UNITED STATES

US: Flu research could improve vaccines
A team of researchers at Princeton University in New Jersey, US, has made a breakthrough that could affect the way pharmaceutical companies produce vaccines for flu and other viruses.In light of the recent global H1N1 swine flu epidemic, the theoretical findings are timely and focus on the interaction between a virus and a person's antibodies that work to defend the body.
The study, funded in part by the research branch of the US Department of Defense, was conducted while major drugs companies such as GlaxoSmithKline and Sanofi Pasteur develop new and more powerful vaccines.
Molecular biology professor and researcher Ned Wingreen explained the theory came down to this: inside a human, antibodies compete with each other to defend the body. As they jockey for a spot on the virus's surface, ineffective antibodies often win the fight and effective antibodies are then blocked, so the person becomes sick. This makes current vaccines fairly hit or miss, the research team said.

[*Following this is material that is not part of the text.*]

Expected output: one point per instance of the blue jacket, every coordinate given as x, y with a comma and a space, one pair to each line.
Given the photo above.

While today's vaccines are designed to be as close to the anticipated virus as possible, the Princeton team suggests vaccine producers should design vaccines to look slightly different than the anticipated virus. This way, useless antibodies would fail to latch onto the vaccine, while effective antibodies would spot the enemy and be left to fight actual viral attacks.
Wingreen stressed the Princeton team would not create its own vaccines but rather it hopes vaccine producers will incorporate the university's findings into future vaccine development.
"Our best bet is to express our ideas as clearly as we can and hope someone will find them interesting and do the necessary experiments to verify or disprove them."
GlaxoSmithKline and Sanofi Pasteur are both in the process of developing H1N1 vaccines.